D.II. If a lone pair occupies one of the sp3d orbitals then the geometry is distorted tetrahedron
(irregular tetrahedron). Explain considering LP-BP repulsion at 900. Experimentally
determined geometry shows TeCl4 molecule to be a distorted tetrahedron.
1. Show by writing electron box diagrams for the valence electrons of Te atom in its ground
and excited states, and how it can hybridize to form sp3d hybrids.
2. Remove one of the Cl atoms in PCl5 molecule to construct a TeCl4 molecule.(Te is a group
VIB element.)
D.III. If a second lone pair occupies another sp3d orbitals then the geometry is T-shaped.
Explain considering LP-LP and LP-BP repulsions. Experimentally it is determined that BrF3
is a T-shaped molecule with bond angles of 87.50.
1. Show by writing electron box diagrams for the valence electrons of Br (Br is group VIIA
element) in its ground and excited states, and how it can hybridize to form sp3d hybrids.
2. Remove one of the Cl atoms in TeCl4 molecule to construct a BrF3 molecule.
D.IV. If a third lone pair occupies another sp3d orbitals then the geometry is linear. Eplain
considering LP-LP and LP-BP repulsions. Experimentally it is determined that XeF2 is a
linear molecule.
1. Show by writing electron box diagrams for the valence electrons of Xe (Xe is group VIIIA
element) in its ground and excited states, and how it can hybridize to form sp3d hybrids.
2. Remove one of the F atoms in BrF3 molecule to construct a XeF2 molecule.
E. sp3d2 orbitals
One s, three p, two d atomic orbitals hybridize to give five sp3d2 hybrid orbitals. The
geometry of sp3d2 hybrids formed is octahedral.
E.I. Experimentally it is determined that in SF6 molecule is octahedral. All bond angles are
900.
1. Show by writing electron box diagrams for the electrons of S atom in its ground and
excited states, and how it can hybridize to form sp3d2 hybrids.(O is in group VIA.)
2. Construct a SF6 molecule.
E.II. If a lone pair occupies one of the sp3d2 orbitals then the geometry is square pyramidal.
Explain considering LP-BP repulsion at 900. Experimentally determined geometry shows IF5
molecule to be a sqyare pyramidal.(I is a group VIIA element.)
1. Show by writing electron box diagrams for the valence electrons of one I in its ground and
excited states, and how it can hybridize to form sp3d2 hybrids.
2. Remove one of the F atoms in SF6 molecule to construct a IF5 molecule.
E.III. . If a second lone pair occupies another sp3d2 orbitals then the geometry is square
planar. Explain considering LP-LP and LP-BP repulsions. Experimentally it is determined
that XeF4 is a sqyare planar molecule with bond angles of 900.
1. Show by writing electron box diagrams for the valence electrons of Xe (Br is group VIIA
element) in its ground and excited states, and how it can hybridize to form sp3d hybrids.
2. Remove one of the Cl atoms in TeCl4 molecule to construct a BrF3 molecule.
F. Simple organic molecules and conformations.
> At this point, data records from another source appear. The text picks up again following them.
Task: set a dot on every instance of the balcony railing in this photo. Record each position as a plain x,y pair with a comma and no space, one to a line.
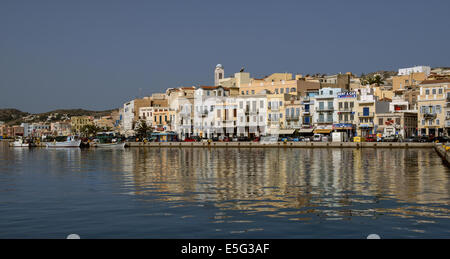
428,115
365,124
345,109
366,114
292,118
324,109
324,121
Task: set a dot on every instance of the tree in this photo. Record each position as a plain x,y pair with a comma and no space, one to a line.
143,129
370,79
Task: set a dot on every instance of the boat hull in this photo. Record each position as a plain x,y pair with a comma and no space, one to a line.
110,145
72,143
13,144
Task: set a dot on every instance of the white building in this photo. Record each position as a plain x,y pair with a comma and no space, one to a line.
416,69
128,118
214,112
324,112
251,115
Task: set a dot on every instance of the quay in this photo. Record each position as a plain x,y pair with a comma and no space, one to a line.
282,144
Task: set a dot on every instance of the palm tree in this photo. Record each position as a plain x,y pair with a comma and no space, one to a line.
143,129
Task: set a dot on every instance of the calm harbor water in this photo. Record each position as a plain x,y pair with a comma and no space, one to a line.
223,193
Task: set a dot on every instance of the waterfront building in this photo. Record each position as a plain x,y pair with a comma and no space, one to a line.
345,104
104,122
324,110
208,119
181,101
131,110
230,82
78,122
413,70
61,128
307,110
276,110
292,116
432,101
365,111
159,118
400,124
35,129
277,83
252,115
408,81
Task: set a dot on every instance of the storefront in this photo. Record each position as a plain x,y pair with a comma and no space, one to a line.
347,128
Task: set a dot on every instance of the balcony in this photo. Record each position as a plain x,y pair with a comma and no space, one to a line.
204,113
292,118
324,121
365,124
366,114
324,109
429,115
345,109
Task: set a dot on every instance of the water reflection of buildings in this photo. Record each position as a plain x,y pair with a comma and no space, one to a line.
330,181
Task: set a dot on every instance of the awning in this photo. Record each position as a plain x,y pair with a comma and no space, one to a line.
306,130
323,131
286,132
1. Construct a methane, CH4, molecule.
2. Construct a second sp3 orbital model. Demonstrate that an sp3 orbital on one carbon overlap
with an sp3 orbital on the second linking the two C atoms.
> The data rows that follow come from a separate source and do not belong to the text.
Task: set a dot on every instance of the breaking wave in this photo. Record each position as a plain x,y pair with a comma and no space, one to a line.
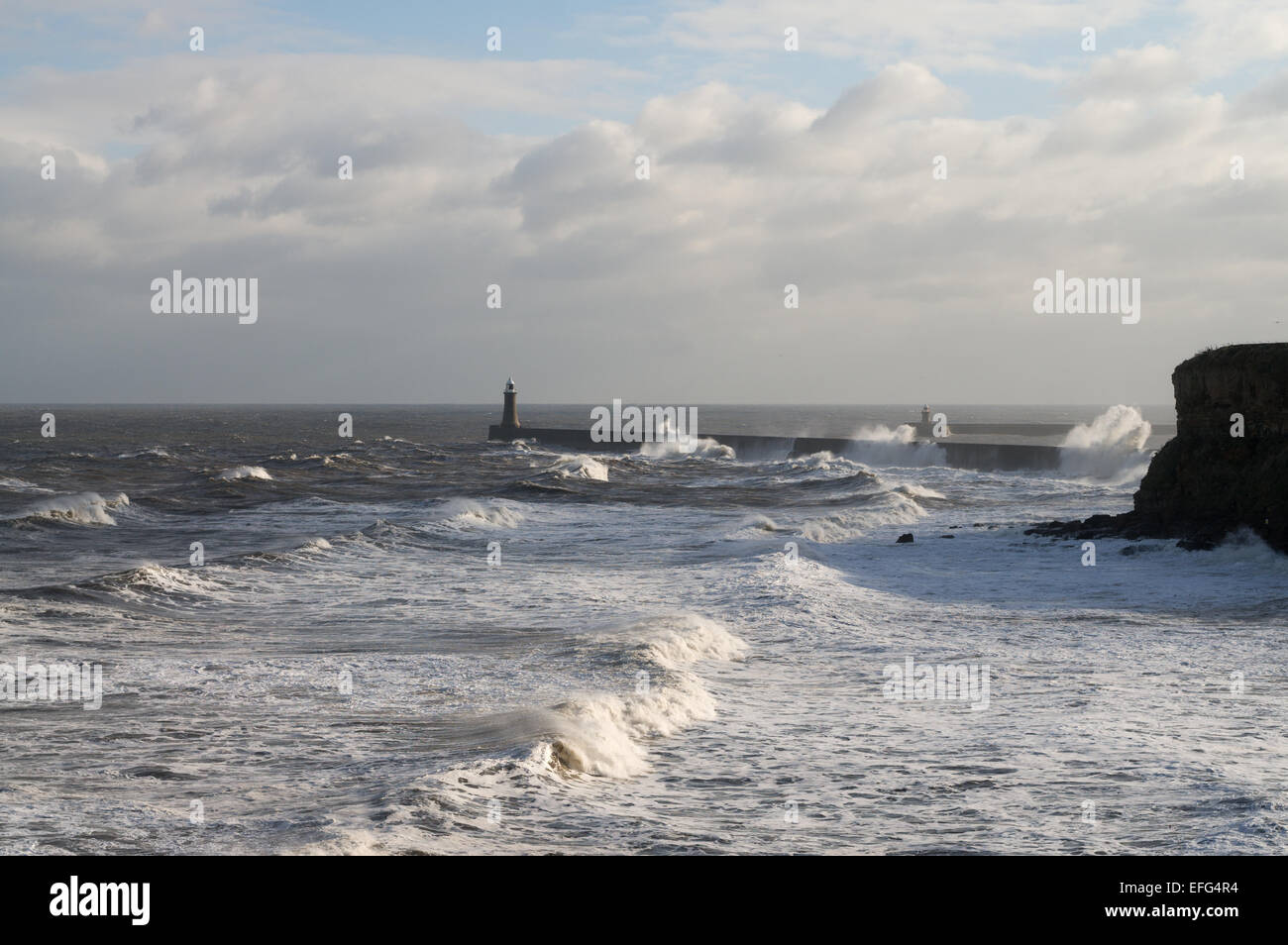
244,472
1111,448
78,507
581,467
606,734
3. Construct an ethane, CH3-CH3, molecule.
4. Viex the model from the end. Note that rotating one C atom about C-C bond results in
different conformations. Draw the end point and corresponding side view projections.
5. Replace two of the H atoms by others to construct 1,1-dichloroethane and 1,2 –
dichloroethane. How many principal conformations are possible for each structure?
G. Complete the Table of Molecular Geometry.
REVIEW QUESTIONS:
Before beginning this experiment in the laboratory, you should be able to answer the
following questions:
1. Distinguish between molecular and structural formulas.
2. What is a condensed structural formula? Give an example.
3. What is the meaning of word isomer?
4. Why should the properties of structural isomers differ?
5. Draw the structural formulas for ethane and propane.
6. Distinguish between molecular and emprical formula.
7. The molecular formula of benzene C6H6. What is the emprical formula of benzene?
8. Distinguish between geometric and structural isomerism.
9. Carbon has a valence of 4, oxygen 2, and hydrogen 1. How many compounds of C, H,
and O containing only one carbon and one oxygen can you make? Draw their
structures.
10. Draw Lewis electron dot formulas for the compoounds in question 9 and name them.